What can the IGC require for graduation?

A project or a portfolio for each course that does not have a passing EOC or substitute assessment must be assigned if the student is permitted to graduate.  The committee is also permitted to assign additional remediation in the subject areas.  This is another reason to demand an early IGC meeting.  If there is going to be remediation, the student should know about it well before graduation.

My schools says a project is required for the IGC, is this true?

No, there is no specified project requirement.  In theory, the IGC makes an individual determination for each student.  A project is one potential requirement.

How many votes do I need to graduate?

The decision of the committee must be unanimous.  This is why it is important that only the actual members participate and vote, and that anyone with a conflict of interest not participate.

Can I appeal a determination that denies graduation?

No, the decision of the committee is final.

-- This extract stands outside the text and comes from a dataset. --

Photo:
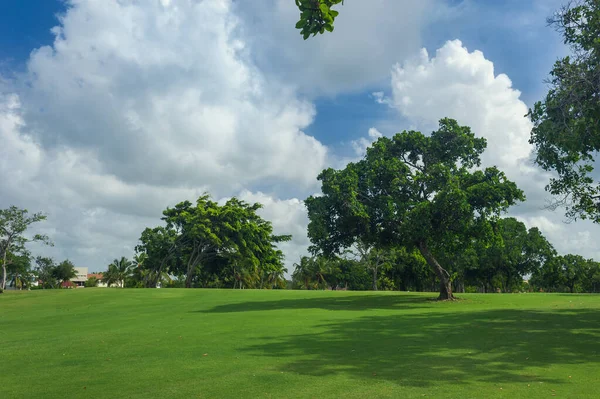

Recommendations for Parents

  1. Try to use substitute assessments to graduate/gain eligibility for IGC.  If your student has successfully completed the substitute assessment requirements, they do not need an EOC result to graduate.  For students who approach senior year lacking assessments, ask whether the student has taken PSAT, SAT or ACT.  Many schools give PSATs to 9th graders.  Those results are in their file and may meet Algebra I or English I standards.  If the sub assessment score is good enough, you don’t need the EOC and might pick up the missing assessment you need to graduate or get to committee.
  2. Save all work from EOC courses.  Preserve the portfolio option!  Set aside tests, worksheets, projects and papers from each EOC course until you know if they have passed the EOC of substitute assessment.
  3. Start the IGC process early.  Do not wait for the school to contact you!  As soon as 12th grade starts, get that IGC issue in front of the school and get a meeting set.